Steel players are facing some heat due to high input prices as steel prices, which ended in April after the start of the Russia-Ukraine war, began to fall.
In the Kolkata market, the price of the long product segment has declined by an average of 10-15 per cent to Rs 57,000 per tonne. Coal, a key raw material for secondary steel producers, has become a major problem, officials say.
The maximum price of steel from the top players was Rs 75,000-76,000 per tonne.
Vivek Adukia, chairman of the Steel Rolling Mills Association, told PTI.
“Despite compromising on input quality, our costs have risen by 50 per cent. Secondary steel producers need high quality thermal coal to produce sponge iron using direct reduced iron (DRI). The price of imported coal was 120 USD per tonne. 300 300. The price is not sustainable unless it is exceeded, “he said.
“The price of steel in the last two years has finally set to correct in the weak season and by the end of the current financial year, it could be trading at Rs 60,000 per tonne. Said in the latest report.
A PSU steelmaker, without elaborating, said there had been some relaxation in steel prices.
“Demand has increased in the post-Covid period due to huge spending by various governments. At the same time, supply has not increased. So there is a reason why we have seen so much increase in steel prices. Now we are seeing. Slight correction in steel prices,” 6 commented at the award ceremony
However, he said that one wonders whether the price of steel has gone up.
Tata Narendran MD and CEO TV Narendran, however, took a different view and recently expressed concern over the first quarter (FY’23) of this year, Because it will cover the cost increase we are facing. “
According to Kaustav Majumdar, an associate director of the company, the onset of weak demand season due to monsoon and low profit margins mean that domestic steel prices will start falling and finally reach Rs 60,000 / ton by March 2023, a maximum scale of Rs 76,000 / ton last month alone. Which will still be above the pre-epidemic level.
Adukia said steel companies are now being forced to import coal to survive because Coal India is not listening to their demands.

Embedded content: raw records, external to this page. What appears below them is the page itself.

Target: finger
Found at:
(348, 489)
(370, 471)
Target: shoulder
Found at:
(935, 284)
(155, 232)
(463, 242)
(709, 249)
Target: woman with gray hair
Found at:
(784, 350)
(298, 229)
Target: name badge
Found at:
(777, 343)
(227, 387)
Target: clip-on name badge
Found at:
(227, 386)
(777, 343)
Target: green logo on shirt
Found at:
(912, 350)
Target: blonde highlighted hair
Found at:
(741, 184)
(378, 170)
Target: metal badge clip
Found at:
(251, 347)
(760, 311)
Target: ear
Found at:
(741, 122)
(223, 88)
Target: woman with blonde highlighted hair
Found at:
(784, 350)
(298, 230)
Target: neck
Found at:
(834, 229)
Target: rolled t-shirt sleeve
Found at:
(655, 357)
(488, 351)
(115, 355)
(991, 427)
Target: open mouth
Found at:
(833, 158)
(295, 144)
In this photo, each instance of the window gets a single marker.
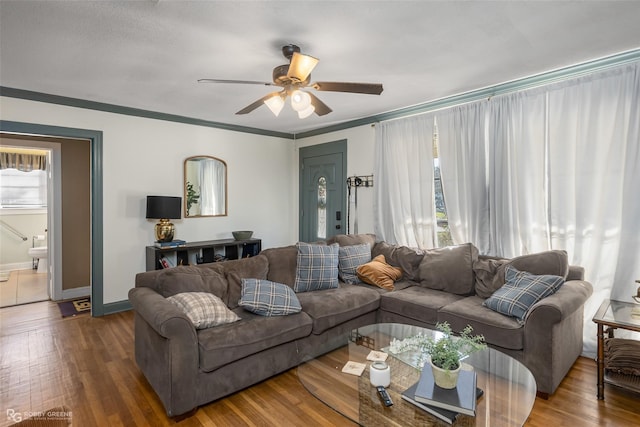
(23, 189)
(444, 234)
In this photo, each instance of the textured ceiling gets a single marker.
(150, 54)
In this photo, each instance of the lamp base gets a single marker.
(164, 231)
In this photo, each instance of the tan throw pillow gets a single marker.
(205, 310)
(379, 273)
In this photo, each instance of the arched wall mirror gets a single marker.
(205, 187)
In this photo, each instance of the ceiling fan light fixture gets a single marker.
(306, 112)
(275, 104)
(300, 100)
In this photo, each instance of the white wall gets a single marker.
(360, 161)
(13, 250)
(145, 157)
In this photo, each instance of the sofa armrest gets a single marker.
(164, 317)
(553, 334)
(166, 349)
(571, 296)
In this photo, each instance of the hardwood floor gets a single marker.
(87, 364)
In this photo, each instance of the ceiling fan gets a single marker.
(293, 78)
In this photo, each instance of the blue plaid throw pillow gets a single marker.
(349, 259)
(521, 291)
(317, 267)
(268, 298)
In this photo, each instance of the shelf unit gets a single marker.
(203, 252)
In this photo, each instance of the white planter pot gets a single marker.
(445, 378)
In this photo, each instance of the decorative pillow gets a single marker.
(553, 262)
(379, 273)
(521, 291)
(350, 258)
(204, 309)
(622, 356)
(449, 269)
(268, 298)
(317, 267)
(352, 239)
(408, 259)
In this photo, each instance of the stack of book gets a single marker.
(442, 403)
(175, 243)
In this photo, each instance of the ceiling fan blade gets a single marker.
(246, 82)
(320, 107)
(301, 66)
(366, 88)
(249, 108)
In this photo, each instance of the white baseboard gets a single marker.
(80, 292)
(16, 266)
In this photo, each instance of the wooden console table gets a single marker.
(206, 251)
(614, 315)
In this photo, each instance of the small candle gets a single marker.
(380, 374)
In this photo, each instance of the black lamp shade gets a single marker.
(164, 207)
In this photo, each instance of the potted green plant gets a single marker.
(192, 197)
(446, 350)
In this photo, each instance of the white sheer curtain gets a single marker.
(594, 175)
(462, 154)
(212, 196)
(404, 204)
(517, 183)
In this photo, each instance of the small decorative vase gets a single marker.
(445, 378)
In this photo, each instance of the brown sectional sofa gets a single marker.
(189, 367)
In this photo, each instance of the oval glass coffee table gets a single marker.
(509, 387)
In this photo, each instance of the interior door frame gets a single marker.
(334, 147)
(95, 140)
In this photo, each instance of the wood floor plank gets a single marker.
(88, 365)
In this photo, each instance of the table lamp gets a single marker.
(164, 208)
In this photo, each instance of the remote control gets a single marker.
(384, 396)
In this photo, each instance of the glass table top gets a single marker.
(619, 313)
(509, 387)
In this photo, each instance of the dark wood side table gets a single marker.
(614, 315)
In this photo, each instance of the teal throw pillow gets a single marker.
(317, 267)
(268, 298)
(521, 291)
(349, 259)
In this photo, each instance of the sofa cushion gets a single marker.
(350, 258)
(498, 330)
(282, 264)
(331, 307)
(317, 267)
(253, 334)
(553, 262)
(418, 303)
(255, 267)
(485, 271)
(406, 258)
(449, 269)
(352, 239)
(379, 273)
(192, 279)
(205, 310)
(521, 291)
(268, 298)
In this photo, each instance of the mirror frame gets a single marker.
(226, 204)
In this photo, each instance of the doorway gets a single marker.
(323, 170)
(86, 257)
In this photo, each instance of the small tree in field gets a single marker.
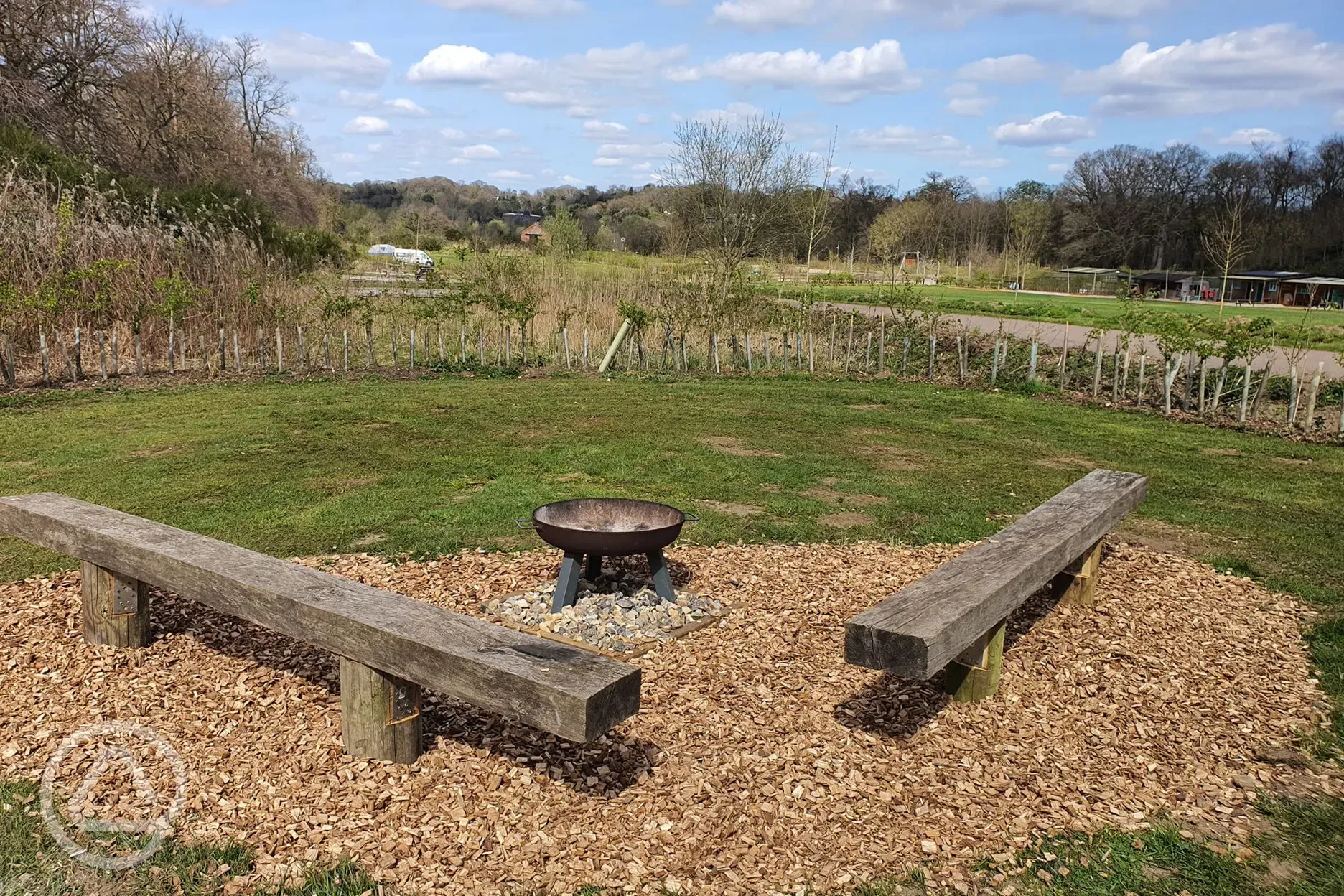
(566, 237)
(1228, 239)
(735, 192)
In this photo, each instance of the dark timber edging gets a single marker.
(951, 610)
(547, 686)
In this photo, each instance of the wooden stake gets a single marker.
(975, 675)
(115, 607)
(1310, 418)
(379, 714)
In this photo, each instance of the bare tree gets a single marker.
(1228, 239)
(735, 187)
(818, 203)
(261, 97)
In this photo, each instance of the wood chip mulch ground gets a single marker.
(760, 760)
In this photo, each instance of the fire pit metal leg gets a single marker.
(594, 567)
(567, 586)
(661, 581)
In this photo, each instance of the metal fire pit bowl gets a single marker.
(607, 528)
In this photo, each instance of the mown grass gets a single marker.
(444, 464)
(31, 863)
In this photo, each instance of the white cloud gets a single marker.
(604, 129)
(519, 9)
(1006, 70)
(373, 100)
(1051, 128)
(844, 77)
(734, 114)
(354, 62)
(760, 15)
(971, 106)
(462, 65)
(1270, 66)
(905, 139)
(403, 106)
(1251, 136)
(632, 62)
(479, 151)
(538, 98)
(359, 98)
(765, 15)
(367, 125)
(641, 151)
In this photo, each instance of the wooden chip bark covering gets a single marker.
(758, 762)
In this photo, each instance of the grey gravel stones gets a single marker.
(620, 613)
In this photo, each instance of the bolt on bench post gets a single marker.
(115, 607)
(379, 714)
(975, 673)
(1077, 582)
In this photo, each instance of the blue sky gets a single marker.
(531, 93)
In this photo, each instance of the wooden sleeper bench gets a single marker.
(956, 615)
(388, 645)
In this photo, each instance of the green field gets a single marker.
(1325, 327)
(444, 464)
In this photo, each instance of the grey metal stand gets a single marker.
(661, 579)
(573, 567)
(567, 586)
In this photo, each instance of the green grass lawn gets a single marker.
(444, 464)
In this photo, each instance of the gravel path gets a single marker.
(760, 760)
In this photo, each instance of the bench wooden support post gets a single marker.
(116, 607)
(379, 714)
(975, 673)
(1077, 583)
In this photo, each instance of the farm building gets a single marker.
(1172, 284)
(1319, 291)
(1260, 286)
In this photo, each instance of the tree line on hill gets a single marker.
(95, 90)
(1119, 207)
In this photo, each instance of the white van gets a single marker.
(417, 257)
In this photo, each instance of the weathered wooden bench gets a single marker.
(956, 615)
(388, 645)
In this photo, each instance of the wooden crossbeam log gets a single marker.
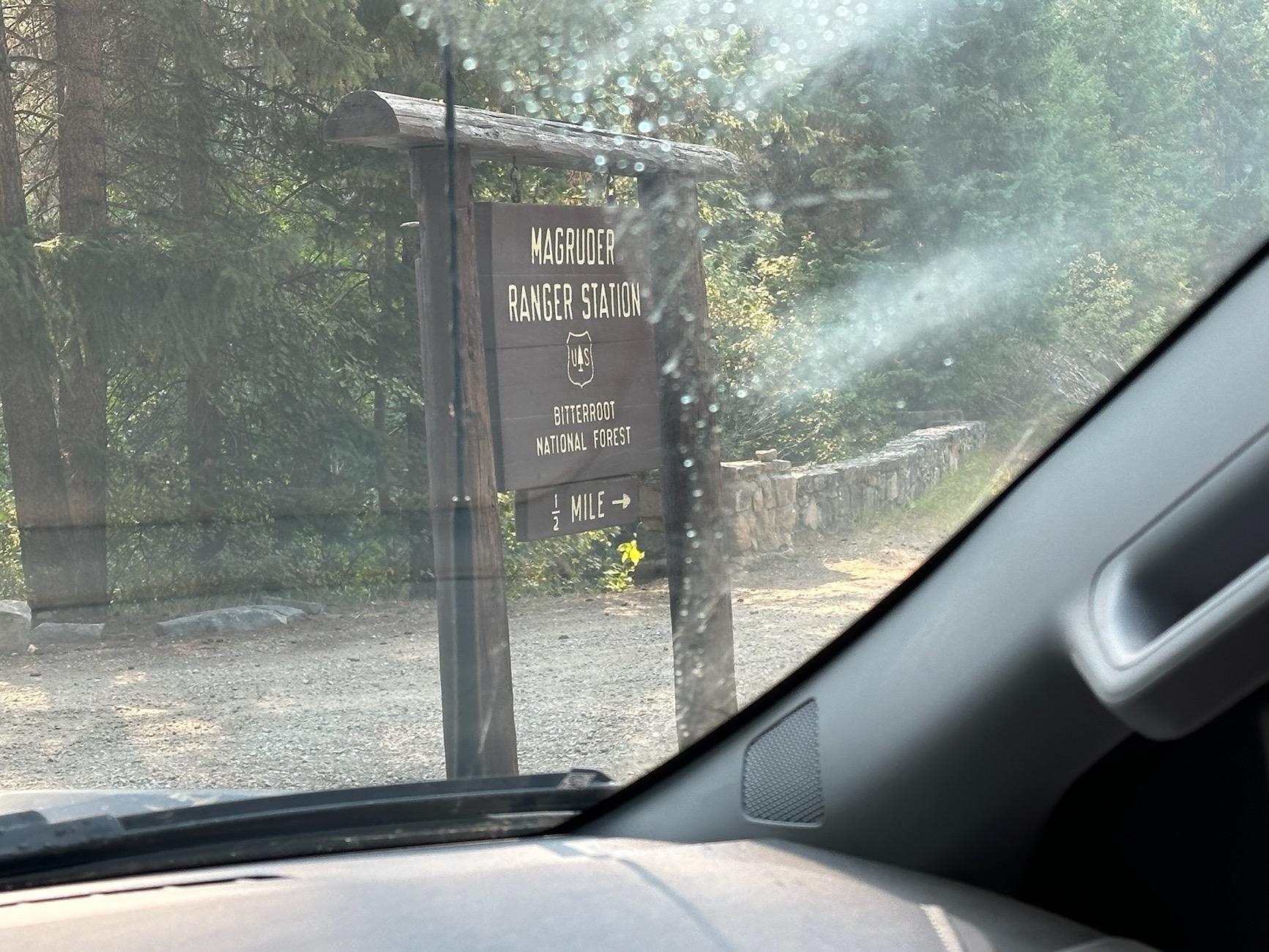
(390, 121)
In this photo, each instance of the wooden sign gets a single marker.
(576, 507)
(566, 301)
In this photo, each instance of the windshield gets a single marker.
(405, 391)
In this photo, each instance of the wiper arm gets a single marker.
(33, 851)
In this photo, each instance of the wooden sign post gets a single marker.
(471, 600)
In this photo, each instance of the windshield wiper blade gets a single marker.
(291, 824)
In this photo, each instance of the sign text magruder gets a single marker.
(567, 309)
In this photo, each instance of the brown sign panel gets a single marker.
(567, 308)
(576, 507)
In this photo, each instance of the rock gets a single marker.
(14, 622)
(242, 619)
(53, 633)
(305, 607)
(289, 612)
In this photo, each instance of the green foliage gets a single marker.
(943, 202)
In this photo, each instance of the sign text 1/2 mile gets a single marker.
(576, 507)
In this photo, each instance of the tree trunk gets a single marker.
(381, 282)
(83, 211)
(204, 418)
(423, 559)
(27, 361)
(206, 441)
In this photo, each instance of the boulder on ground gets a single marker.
(14, 623)
(242, 619)
(289, 612)
(306, 607)
(52, 633)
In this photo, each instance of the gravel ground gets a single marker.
(353, 697)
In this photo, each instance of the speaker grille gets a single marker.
(782, 770)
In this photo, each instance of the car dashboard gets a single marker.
(541, 893)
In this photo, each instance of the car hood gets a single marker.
(57, 805)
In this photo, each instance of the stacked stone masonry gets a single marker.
(767, 500)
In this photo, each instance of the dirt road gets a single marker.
(353, 697)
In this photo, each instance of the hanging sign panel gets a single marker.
(576, 507)
(567, 305)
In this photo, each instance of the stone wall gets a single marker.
(765, 500)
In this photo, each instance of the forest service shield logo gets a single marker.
(581, 368)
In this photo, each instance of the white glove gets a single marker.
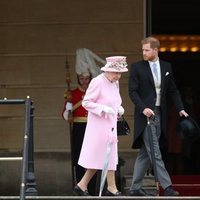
(120, 111)
(108, 110)
(68, 106)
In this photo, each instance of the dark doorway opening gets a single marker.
(172, 17)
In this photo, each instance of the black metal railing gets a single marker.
(28, 183)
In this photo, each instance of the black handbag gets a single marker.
(122, 126)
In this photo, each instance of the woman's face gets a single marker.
(114, 76)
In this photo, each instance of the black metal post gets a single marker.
(25, 149)
(30, 179)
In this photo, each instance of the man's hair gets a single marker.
(154, 42)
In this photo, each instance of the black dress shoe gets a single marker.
(78, 192)
(139, 192)
(108, 193)
(169, 191)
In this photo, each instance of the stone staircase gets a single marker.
(149, 184)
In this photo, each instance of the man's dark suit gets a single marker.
(143, 94)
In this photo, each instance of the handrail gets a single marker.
(27, 146)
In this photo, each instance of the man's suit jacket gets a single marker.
(143, 94)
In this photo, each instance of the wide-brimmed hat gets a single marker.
(115, 64)
(187, 128)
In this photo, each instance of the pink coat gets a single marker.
(101, 127)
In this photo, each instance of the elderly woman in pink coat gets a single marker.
(103, 103)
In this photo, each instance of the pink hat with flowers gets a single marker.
(115, 64)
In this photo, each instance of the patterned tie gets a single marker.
(155, 71)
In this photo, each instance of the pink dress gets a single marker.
(101, 127)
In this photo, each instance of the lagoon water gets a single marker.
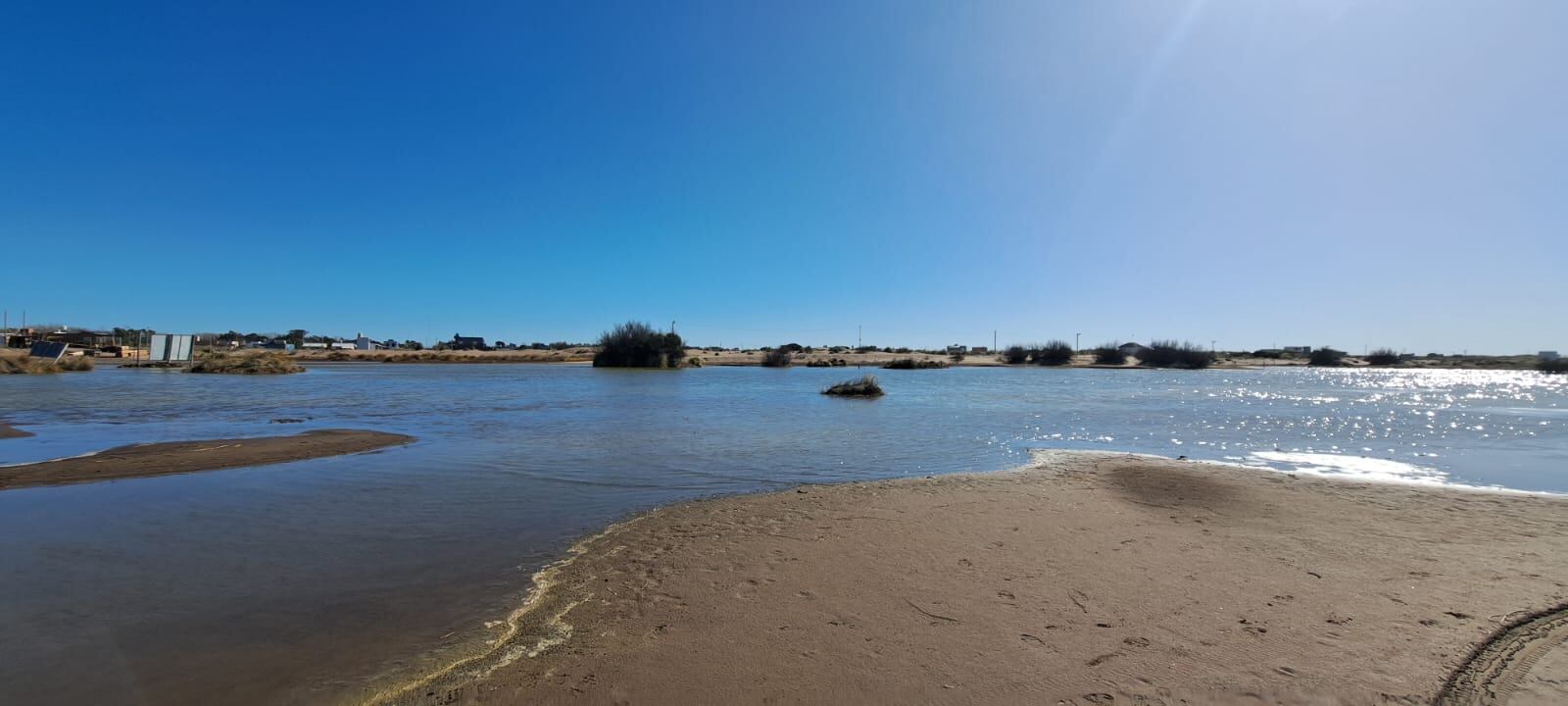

“Since Coal India is not listening to our plea that coal is a key raw material and not for fuel and therefore should be considered as our priority sector. We have approached the state government on our behalf to speak to the city headquarters mines.” Dr. Adukia.
“If the price of coal in the international market does not come down, 30-40 per cent of secondary steel units will have to reduce production or shut down. There are about 65 secondary units in West Bengal and about one lakh jobs are involved.” He said.